The way I dealt with this was to massage the data. The program replaces awkward letter combinations with better ones.
- “io” at the beginning becomes “yo”
- “thth” becomes “th”
By these rules, our awkward name becomes the more palatable “Yothul”.
The great thing about this technique is that it can produce text that is more intricate than parts assembled together. The drawback is figuring out appropriate text replacement rules; with the original demons program, I pored over output from it to find names that sounded too awkward.
Emergent Properties
In the same vein as massaging, randomly chosen elements could contribute to characteristics of the final product. For example, different body parts could add to the demon’s “combat rating”.
$head_combat = array("a man" => 3, "a woman" => 3, "a bird" => 0, "a dragon" => 2, "an insect" => 1);
$body_combat = array("a man" => 1, "a woman" => 1, "a bird" => 2, "a dragon" => 4, "an insect" => 3, "an octopus" => 1);
(Human heads are smarter, thus they’re more lethal in combat.
)
So, after choosing all our parts, we can calculate stats for our demon.
$combat = $head_combat[$head] + $body_combat[$body];
Culling
Culling is rerolling taken a step further. If we get to the end of an assemblage of parts and we decide we don’t like it, we can throw it out and start again. It’s possible to do this instead of rerolling, but it’s best to start over as soon as you know you want to—and only change what’s necessary.

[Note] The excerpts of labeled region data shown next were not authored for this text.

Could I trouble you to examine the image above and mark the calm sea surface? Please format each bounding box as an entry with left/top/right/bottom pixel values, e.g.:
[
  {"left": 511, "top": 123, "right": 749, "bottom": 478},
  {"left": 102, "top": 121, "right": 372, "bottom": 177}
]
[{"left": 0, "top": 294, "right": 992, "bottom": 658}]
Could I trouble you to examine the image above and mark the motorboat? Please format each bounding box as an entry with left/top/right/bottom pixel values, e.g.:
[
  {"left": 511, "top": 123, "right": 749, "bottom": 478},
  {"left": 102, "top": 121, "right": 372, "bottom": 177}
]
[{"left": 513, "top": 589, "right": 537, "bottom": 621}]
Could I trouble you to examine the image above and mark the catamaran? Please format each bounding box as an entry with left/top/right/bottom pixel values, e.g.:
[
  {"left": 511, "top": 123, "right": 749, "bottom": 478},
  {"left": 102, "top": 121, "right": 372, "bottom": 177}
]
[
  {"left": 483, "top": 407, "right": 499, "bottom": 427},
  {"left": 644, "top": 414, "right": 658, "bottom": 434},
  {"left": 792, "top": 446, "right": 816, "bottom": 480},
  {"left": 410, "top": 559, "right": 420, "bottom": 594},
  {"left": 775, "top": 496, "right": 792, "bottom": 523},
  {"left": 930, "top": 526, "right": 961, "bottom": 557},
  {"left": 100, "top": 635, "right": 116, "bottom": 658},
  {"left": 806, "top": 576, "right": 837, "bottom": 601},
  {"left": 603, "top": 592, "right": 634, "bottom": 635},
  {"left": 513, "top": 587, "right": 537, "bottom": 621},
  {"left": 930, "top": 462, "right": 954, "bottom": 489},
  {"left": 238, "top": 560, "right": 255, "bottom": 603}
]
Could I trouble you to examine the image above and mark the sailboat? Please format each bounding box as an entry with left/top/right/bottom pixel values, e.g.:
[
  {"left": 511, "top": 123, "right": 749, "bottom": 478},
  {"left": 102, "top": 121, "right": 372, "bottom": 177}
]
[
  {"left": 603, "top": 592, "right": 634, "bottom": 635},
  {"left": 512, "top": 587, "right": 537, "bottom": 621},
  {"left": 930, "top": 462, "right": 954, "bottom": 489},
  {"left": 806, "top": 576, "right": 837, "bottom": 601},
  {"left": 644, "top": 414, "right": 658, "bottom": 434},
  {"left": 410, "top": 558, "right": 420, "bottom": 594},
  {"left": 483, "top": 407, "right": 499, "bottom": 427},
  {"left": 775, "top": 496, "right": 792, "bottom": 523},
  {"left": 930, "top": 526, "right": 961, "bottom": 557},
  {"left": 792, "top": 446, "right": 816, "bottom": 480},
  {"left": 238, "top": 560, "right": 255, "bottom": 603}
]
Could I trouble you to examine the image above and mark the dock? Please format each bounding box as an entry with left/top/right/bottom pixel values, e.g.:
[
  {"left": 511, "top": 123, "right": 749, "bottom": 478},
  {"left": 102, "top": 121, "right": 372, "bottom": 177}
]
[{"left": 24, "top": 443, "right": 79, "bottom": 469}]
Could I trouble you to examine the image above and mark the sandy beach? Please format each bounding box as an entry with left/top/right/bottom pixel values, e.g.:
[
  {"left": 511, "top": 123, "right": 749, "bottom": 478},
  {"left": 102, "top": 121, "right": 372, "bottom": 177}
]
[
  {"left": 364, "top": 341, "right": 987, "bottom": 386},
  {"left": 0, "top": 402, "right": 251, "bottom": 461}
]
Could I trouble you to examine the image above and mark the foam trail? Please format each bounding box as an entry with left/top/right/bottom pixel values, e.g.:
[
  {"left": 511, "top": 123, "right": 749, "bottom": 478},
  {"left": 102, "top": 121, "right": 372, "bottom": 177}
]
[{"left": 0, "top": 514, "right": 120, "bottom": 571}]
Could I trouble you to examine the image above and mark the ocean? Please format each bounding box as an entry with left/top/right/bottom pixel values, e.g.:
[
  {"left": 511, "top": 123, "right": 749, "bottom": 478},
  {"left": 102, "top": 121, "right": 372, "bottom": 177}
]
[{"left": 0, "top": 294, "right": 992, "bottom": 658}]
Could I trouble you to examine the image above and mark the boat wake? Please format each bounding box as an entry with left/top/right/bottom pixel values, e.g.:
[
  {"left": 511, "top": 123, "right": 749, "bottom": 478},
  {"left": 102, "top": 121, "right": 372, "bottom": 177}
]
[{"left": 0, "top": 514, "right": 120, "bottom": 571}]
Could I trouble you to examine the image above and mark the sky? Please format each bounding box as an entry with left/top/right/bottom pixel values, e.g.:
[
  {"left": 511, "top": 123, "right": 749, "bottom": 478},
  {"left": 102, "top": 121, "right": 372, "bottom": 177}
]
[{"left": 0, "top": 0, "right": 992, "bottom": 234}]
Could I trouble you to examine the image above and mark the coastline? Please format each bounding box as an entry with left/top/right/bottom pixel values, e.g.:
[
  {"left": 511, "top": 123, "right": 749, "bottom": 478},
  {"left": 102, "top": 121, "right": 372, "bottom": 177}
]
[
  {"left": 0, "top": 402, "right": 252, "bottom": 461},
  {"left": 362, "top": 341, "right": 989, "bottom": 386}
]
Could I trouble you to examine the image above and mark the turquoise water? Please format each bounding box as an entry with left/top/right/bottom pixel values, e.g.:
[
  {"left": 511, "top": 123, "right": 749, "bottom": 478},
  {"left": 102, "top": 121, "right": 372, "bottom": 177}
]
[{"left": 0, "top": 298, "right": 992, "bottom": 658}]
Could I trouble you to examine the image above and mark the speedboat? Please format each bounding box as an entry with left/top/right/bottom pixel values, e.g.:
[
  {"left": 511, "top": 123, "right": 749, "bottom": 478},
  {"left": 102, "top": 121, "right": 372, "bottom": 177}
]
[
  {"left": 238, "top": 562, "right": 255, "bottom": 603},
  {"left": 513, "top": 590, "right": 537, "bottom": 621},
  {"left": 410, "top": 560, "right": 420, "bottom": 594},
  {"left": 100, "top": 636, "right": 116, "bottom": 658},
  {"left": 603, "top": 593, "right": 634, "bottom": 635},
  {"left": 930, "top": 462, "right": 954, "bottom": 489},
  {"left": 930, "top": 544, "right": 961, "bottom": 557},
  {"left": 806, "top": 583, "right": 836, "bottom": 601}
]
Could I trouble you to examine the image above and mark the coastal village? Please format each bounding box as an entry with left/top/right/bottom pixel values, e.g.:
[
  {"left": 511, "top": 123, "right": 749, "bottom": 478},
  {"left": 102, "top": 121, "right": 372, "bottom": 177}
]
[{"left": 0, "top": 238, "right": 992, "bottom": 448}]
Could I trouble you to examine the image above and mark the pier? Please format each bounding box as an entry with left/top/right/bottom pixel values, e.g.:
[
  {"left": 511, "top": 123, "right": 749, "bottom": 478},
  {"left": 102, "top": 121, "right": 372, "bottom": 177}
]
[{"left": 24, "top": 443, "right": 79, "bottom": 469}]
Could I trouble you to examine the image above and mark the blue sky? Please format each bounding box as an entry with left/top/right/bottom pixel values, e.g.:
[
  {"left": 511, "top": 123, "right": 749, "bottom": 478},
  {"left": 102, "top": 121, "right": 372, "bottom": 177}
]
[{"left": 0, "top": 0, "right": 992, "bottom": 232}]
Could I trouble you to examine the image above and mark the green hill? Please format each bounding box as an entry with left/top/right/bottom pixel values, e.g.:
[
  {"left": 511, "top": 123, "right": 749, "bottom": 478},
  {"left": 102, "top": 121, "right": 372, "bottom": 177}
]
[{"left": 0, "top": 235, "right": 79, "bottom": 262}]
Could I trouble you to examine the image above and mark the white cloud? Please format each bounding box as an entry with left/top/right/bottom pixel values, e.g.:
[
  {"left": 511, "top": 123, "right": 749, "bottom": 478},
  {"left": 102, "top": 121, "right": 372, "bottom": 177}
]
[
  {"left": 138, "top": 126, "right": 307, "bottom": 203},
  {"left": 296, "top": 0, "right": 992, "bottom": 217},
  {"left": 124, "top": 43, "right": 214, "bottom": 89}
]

So why would we have to start over completely? It would have to do with something that cares about the entire demon, like the combat statistic we just created. Perhaps there’s an option on our new demon program that lets users ask for only demons with a certain combat statistic.
The simplest way to implement this is to take everything we’ve done so far and make it a function. The main loop (“generate 100 demons”) calls the function to get a demon; if the combat statistic is appropriate, it adds the generated demon to the list…if not, it gets another one.
This approach may seem inefficient, but it has the advantage of being clear, straightforward and easily maintained. (Just be sure to check that you’re not trying to create invalid content, like a demon with a combat statistic of 10!) It would be difficult to write a program to make intelligent choices based on a target statistic…hardly impossible, of course, just difficult.
In Conclusion
I believe that designing an interesting procedural generation can be a challenge, but implementing it is not that hard. I hope this post has helped you agree with me!